Since we can’t directly control our eye muscles, we can relax them by using a roundabout technique. By relaxing other muscle groups in your body, you can trigger a relaxation of the eye muscles. Close your eyes, take a deep breath and hold it in for a few seconds. When you exhale, loosen the muscles in your body. Another way to do this is by flexing and releasing your arm muscles, or your buttocks.
15. Last Longer Under Water
When we dive, it’s not the lack of oxygen that makes us desperate for air. Instead, it’s the accumulation of CO2 in our blood. To extend the time it takes the CO2 to accumulate in your blood, you need to practice controlled hyperventilation. This is done by inhaling and exhaling quickly multiple times, before taking that last, big breath. The rush of oxygen to the blood reduces the levels of CO2 and tricks the brain into thinking that the blood is oxygenated enough, and there’s no need to panic.
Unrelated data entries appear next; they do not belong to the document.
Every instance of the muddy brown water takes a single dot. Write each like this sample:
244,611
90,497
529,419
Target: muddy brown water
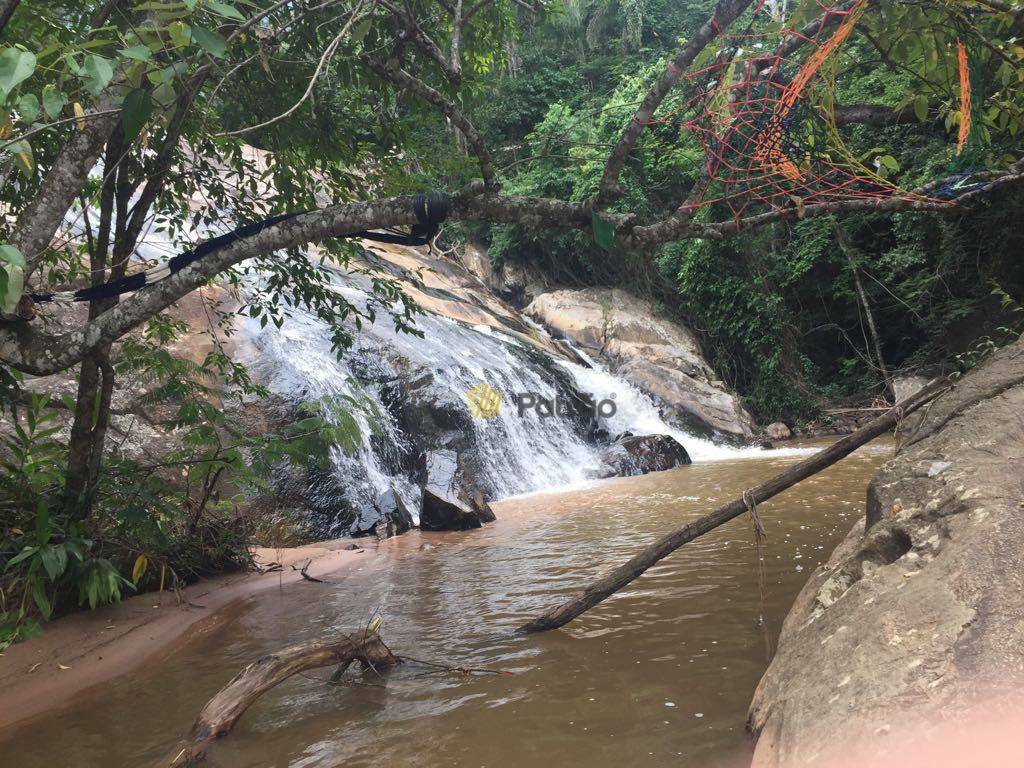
658,675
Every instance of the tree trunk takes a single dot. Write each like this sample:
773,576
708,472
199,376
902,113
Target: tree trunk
88,432
223,711
639,563
7,10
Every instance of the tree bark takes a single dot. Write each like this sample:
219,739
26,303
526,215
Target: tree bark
625,573
223,711
6,11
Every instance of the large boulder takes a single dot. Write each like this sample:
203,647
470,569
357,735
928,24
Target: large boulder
918,617
449,502
659,356
633,456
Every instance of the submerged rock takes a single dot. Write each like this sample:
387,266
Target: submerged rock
633,456
394,512
777,431
482,509
445,513
449,503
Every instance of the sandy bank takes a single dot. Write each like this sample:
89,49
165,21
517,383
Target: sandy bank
83,649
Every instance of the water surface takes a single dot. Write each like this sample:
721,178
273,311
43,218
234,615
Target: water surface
660,674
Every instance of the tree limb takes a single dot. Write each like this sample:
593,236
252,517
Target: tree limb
615,580
876,115
40,220
473,136
223,711
422,40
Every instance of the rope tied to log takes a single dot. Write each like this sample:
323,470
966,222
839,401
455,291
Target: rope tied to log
760,537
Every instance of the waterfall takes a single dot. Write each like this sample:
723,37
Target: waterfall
398,373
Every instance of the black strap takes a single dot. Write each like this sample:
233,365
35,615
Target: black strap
430,211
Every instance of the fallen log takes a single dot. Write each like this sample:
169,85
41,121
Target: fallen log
223,711
613,581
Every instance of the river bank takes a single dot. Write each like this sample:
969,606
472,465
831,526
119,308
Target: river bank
88,648
660,674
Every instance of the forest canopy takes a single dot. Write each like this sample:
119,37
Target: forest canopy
587,138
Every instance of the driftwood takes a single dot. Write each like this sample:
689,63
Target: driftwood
613,581
223,711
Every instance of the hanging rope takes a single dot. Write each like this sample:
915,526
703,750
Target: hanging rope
430,211
760,537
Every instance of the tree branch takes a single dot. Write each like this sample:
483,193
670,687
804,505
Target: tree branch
40,220
875,115
25,347
424,42
615,580
475,139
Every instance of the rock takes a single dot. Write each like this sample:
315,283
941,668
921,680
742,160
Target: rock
659,356
918,617
392,508
482,509
639,456
445,513
443,494
907,386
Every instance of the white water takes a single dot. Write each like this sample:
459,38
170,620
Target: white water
515,455
518,455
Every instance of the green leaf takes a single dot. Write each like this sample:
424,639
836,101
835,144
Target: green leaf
12,268
98,72
25,554
136,111
180,33
921,108
138,52
53,101
42,602
15,67
604,232
28,107
12,256
210,41
224,9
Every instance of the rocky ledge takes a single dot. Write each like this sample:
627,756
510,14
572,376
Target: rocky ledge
655,354
918,617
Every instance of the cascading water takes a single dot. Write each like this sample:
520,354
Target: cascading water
418,389
416,394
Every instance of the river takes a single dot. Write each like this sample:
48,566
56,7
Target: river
658,675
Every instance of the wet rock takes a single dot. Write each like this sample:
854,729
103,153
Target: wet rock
482,509
639,456
905,387
392,508
446,495
659,356
919,614
445,513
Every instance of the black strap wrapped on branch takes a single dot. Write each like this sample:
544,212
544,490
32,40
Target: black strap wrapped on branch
430,211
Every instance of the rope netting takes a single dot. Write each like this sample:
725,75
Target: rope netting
765,116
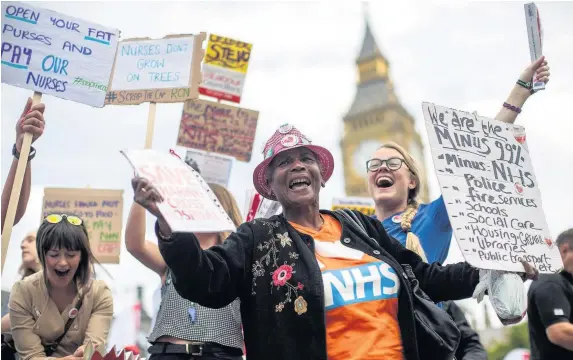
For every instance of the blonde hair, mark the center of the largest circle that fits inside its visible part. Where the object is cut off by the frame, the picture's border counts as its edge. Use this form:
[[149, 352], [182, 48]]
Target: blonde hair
[[412, 241], [229, 203]]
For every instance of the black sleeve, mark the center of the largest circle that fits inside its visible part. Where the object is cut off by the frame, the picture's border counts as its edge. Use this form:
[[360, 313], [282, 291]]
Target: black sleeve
[[213, 277], [440, 283], [470, 347], [551, 302]]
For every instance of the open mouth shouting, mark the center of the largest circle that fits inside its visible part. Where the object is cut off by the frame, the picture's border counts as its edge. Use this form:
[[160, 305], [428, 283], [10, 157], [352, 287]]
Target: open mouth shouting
[[62, 273], [299, 183], [384, 182]]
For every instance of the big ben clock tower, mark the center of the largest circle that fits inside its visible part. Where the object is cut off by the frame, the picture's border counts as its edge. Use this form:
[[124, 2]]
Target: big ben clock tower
[[375, 117]]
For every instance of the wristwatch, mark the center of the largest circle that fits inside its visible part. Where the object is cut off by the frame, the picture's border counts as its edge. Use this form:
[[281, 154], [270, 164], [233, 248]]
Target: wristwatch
[[16, 153]]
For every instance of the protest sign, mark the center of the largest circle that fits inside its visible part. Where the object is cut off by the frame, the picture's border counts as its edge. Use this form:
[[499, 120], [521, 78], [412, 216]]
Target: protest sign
[[163, 70], [535, 37], [213, 168], [218, 128], [490, 190], [101, 212], [225, 68], [364, 205], [56, 54], [189, 204]]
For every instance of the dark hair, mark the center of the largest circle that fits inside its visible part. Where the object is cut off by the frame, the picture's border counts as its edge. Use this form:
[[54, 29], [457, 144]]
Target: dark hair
[[64, 235], [565, 237]]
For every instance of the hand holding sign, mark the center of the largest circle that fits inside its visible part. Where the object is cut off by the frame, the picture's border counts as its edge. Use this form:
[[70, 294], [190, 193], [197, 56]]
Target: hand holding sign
[[31, 121]]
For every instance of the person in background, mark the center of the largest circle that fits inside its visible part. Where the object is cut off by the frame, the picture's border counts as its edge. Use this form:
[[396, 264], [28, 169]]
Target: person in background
[[31, 121], [63, 299], [550, 308], [394, 182], [183, 327], [295, 273]]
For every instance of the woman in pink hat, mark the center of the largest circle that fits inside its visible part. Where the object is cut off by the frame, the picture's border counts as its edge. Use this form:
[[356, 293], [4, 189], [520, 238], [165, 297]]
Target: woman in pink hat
[[313, 284]]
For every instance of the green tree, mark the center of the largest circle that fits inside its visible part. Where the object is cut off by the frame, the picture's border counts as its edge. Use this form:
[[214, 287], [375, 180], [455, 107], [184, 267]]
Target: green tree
[[515, 337]]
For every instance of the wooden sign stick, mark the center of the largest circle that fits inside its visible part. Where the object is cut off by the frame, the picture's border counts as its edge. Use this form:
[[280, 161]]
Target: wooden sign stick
[[150, 125], [17, 187]]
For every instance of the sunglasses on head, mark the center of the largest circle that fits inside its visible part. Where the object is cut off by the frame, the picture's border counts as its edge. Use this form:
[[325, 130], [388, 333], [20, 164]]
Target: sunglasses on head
[[57, 218]]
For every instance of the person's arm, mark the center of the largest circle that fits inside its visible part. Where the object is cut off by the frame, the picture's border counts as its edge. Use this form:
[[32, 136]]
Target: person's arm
[[143, 250], [469, 348], [31, 121], [6, 324], [214, 277], [554, 312], [440, 283], [100, 318], [519, 94]]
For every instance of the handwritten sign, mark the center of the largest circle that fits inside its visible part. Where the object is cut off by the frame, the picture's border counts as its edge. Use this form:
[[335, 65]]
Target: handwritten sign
[[225, 68], [56, 54], [189, 205], [218, 128], [163, 70], [214, 168], [364, 205], [491, 193], [101, 211], [535, 37]]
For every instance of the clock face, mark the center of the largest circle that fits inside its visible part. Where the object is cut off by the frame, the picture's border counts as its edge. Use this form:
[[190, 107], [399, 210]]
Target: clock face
[[363, 153]]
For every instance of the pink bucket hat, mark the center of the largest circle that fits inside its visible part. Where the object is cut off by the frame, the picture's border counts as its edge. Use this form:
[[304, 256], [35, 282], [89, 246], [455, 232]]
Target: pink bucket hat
[[285, 138]]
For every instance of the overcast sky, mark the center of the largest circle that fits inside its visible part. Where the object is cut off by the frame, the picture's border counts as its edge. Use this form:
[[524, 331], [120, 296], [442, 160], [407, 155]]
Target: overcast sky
[[302, 71]]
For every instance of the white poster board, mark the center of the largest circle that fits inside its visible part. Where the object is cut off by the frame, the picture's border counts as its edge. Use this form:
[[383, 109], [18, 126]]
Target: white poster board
[[56, 54], [490, 190], [535, 38], [189, 204], [153, 64], [214, 168]]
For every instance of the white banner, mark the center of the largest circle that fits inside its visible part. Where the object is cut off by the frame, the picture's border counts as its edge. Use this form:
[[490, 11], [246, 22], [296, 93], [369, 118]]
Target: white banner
[[491, 193], [56, 54], [153, 64], [214, 168], [189, 204]]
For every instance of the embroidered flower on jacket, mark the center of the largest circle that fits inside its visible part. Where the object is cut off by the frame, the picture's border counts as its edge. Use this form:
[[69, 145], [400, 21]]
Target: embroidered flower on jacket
[[258, 269], [285, 239], [282, 275], [300, 305]]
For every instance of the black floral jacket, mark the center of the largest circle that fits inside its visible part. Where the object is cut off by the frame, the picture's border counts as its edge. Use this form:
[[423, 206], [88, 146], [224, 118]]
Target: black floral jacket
[[272, 268]]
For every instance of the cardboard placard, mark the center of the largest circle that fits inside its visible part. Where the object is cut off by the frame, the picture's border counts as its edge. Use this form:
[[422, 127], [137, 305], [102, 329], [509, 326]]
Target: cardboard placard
[[213, 168], [225, 68], [56, 54], [364, 205], [490, 190], [163, 70], [189, 204], [101, 211], [218, 128], [535, 38]]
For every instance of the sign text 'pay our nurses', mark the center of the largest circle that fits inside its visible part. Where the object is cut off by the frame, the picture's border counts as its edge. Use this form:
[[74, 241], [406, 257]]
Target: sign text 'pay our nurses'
[[56, 54], [161, 70], [491, 193]]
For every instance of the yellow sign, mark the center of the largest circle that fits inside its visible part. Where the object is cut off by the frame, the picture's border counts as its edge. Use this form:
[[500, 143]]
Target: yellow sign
[[228, 53]]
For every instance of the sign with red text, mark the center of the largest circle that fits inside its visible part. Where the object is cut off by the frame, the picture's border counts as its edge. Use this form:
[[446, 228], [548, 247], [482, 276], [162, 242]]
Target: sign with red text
[[364, 205], [163, 70], [535, 38], [218, 128], [101, 212], [490, 190], [225, 68], [56, 54], [189, 204]]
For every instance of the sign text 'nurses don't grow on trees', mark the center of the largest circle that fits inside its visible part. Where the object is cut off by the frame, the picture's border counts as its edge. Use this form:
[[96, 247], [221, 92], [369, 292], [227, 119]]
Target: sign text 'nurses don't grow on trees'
[[56, 54], [490, 190]]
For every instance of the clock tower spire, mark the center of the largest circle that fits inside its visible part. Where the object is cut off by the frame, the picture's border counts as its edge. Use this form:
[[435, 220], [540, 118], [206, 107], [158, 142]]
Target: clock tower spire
[[375, 117]]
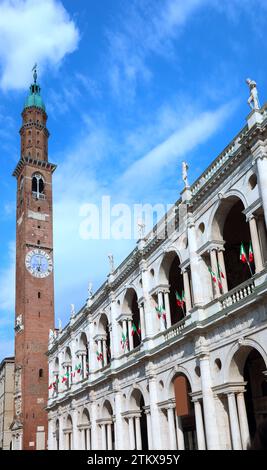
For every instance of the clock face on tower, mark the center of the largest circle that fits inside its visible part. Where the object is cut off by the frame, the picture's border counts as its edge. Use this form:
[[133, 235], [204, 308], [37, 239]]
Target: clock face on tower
[[38, 263]]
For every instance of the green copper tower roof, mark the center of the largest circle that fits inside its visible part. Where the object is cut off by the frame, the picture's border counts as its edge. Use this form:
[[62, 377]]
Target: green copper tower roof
[[34, 98]]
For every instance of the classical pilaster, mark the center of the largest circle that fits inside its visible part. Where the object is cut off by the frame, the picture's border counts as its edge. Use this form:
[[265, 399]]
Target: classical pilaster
[[187, 291], [243, 420], [150, 327], [115, 327], [142, 320], [131, 433], [212, 432], [255, 244], [167, 307], [262, 236], [222, 267], [109, 436], [94, 426], [51, 435], [259, 153], [75, 436], [154, 411], [201, 443], [198, 268], [234, 424], [214, 267], [119, 422], [179, 433], [61, 433], [171, 426], [138, 433]]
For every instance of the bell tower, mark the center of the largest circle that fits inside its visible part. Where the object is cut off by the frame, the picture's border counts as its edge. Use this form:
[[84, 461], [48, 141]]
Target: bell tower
[[34, 309]]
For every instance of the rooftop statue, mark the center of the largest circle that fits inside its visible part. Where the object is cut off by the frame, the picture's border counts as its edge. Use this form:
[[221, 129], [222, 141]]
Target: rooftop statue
[[253, 100], [184, 172]]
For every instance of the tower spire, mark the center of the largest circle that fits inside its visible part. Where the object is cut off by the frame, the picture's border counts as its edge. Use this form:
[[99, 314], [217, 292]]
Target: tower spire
[[34, 70]]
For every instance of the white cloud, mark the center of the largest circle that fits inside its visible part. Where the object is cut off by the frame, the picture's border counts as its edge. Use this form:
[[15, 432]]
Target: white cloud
[[150, 28], [33, 31], [152, 166]]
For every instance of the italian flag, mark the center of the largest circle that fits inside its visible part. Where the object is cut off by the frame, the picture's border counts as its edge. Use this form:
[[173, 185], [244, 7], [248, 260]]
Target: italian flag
[[250, 253], [243, 255], [220, 271], [134, 329], [124, 341], [99, 356], [180, 299], [213, 275], [161, 312], [65, 377]]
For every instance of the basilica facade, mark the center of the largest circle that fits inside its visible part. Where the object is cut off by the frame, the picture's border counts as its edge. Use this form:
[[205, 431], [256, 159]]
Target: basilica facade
[[171, 351]]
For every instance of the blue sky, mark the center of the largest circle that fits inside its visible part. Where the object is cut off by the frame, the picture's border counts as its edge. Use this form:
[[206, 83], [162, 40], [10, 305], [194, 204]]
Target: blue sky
[[132, 88]]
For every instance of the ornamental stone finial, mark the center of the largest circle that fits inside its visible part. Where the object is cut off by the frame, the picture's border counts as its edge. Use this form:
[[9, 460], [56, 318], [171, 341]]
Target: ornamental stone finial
[[184, 174], [141, 228], [253, 100], [111, 263], [34, 70], [72, 311], [90, 290]]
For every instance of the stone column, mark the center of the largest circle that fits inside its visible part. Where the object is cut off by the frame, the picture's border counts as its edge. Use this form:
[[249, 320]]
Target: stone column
[[115, 328], [161, 304], [171, 426], [61, 434], [255, 244], [149, 431], [222, 266], [201, 444], [199, 274], [142, 321], [187, 292], [234, 424], [103, 437], [243, 420], [263, 237], [138, 433], [214, 267], [149, 312], [167, 308], [94, 427], [109, 432], [131, 434], [88, 436], [179, 433], [51, 440], [119, 424], [154, 411], [92, 354], [212, 432], [99, 349], [104, 343], [260, 155], [130, 324], [124, 329], [75, 436]]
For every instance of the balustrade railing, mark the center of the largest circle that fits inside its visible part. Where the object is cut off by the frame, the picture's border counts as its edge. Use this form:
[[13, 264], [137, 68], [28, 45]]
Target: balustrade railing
[[238, 293]]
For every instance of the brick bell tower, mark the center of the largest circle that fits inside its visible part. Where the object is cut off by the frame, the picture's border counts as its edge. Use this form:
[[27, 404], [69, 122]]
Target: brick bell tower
[[34, 311]]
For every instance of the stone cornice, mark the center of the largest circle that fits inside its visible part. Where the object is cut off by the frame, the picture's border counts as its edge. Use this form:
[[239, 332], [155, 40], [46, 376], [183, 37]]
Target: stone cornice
[[34, 162]]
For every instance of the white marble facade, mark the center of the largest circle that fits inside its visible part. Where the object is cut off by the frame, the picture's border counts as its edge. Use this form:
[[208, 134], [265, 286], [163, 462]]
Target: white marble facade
[[122, 396]]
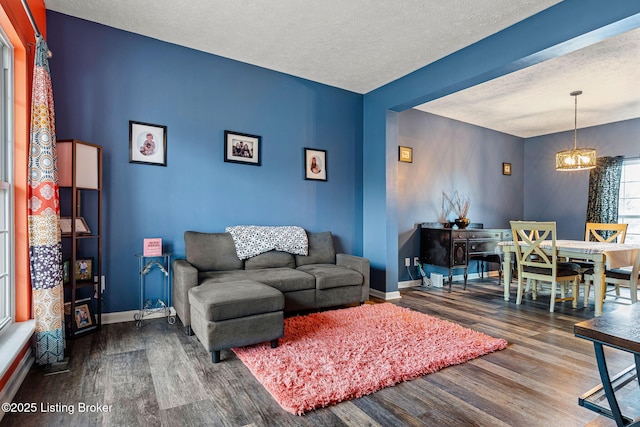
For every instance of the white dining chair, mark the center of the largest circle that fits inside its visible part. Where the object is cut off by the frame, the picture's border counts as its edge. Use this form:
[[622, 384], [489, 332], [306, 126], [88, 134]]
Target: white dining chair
[[537, 264], [600, 232]]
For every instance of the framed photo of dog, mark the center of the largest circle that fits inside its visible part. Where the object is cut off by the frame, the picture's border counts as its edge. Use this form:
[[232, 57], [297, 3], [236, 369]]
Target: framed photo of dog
[[147, 143], [315, 164]]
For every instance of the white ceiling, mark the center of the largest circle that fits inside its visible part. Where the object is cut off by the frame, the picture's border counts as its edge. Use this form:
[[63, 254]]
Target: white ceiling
[[359, 47]]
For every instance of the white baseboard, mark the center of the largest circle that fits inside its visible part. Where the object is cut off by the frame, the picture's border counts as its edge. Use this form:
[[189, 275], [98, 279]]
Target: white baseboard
[[384, 295], [127, 316], [409, 284]]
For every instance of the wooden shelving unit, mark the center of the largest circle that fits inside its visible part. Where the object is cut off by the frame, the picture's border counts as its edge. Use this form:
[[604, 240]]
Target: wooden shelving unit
[[80, 183]]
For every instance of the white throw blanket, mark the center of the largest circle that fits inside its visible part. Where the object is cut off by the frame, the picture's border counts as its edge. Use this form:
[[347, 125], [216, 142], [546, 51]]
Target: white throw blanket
[[252, 240]]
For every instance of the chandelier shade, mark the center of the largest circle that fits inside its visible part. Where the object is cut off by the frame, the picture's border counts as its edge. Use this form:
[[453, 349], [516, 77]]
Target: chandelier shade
[[577, 158]]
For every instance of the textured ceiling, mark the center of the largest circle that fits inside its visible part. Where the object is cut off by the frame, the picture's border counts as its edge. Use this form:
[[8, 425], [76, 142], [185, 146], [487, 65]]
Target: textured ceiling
[[359, 47], [536, 101]]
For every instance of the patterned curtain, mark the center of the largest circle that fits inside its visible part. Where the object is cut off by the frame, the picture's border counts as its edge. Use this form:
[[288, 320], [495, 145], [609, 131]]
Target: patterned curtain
[[45, 249], [604, 190]]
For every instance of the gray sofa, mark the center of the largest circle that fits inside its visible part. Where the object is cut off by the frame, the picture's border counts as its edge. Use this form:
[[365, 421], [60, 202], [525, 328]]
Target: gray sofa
[[321, 279]]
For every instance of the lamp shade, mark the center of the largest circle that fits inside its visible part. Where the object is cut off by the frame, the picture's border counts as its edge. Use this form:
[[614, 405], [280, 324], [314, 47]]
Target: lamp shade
[[576, 159]]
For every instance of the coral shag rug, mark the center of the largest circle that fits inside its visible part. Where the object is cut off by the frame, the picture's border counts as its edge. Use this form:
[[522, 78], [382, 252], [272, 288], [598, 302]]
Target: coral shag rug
[[328, 357]]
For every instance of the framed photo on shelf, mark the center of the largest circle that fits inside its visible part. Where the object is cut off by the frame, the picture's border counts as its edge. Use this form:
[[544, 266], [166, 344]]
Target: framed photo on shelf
[[242, 148], [405, 154], [65, 272], [147, 143], [81, 226], [315, 162], [84, 269], [83, 315]]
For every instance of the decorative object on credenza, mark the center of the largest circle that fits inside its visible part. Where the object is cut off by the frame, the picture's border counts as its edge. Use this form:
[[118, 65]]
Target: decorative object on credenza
[[315, 164], [405, 154], [81, 226], [577, 158], [152, 246], [147, 143], [445, 210], [242, 148], [460, 205]]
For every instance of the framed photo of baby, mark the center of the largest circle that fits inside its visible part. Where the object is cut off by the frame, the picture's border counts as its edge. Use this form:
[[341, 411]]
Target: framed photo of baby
[[315, 164], [147, 143], [242, 148]]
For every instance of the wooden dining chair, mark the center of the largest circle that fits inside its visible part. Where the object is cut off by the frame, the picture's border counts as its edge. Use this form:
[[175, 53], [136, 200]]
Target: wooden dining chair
[[537, 264], [600, 232]]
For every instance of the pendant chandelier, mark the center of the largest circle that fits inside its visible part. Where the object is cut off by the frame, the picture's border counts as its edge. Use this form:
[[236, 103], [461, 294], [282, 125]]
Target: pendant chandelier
[[578, 158]]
16. Quickly Stop “Pins & Needles.”
If you’re suffering from the achy feeling of pins and needles in one of your limbs, you can make that feeling go away in a simple manner. If the feeling is in your arms, tilt your head from side to side several times and the tingling sensation will dissipate within 60 seconds. That is because the tingling sensation often occurs due to tension in the nerve endings located in the neck. By relaxing the neck muscles, you ease the strain on those nerve endings. If your legs “fall asleep”, on the other hand - get up and walk.
17. Improve Your Short-Term Memory
Professor Candi Heimgartner of the biology department at the University of Idaho, explains that memory processes that occur during sleep are the most effective, so anything you learn before bedtime will be registered better in the long term. This means that if you have a test or a presentation tomorrow, study the main points before you go to sleep.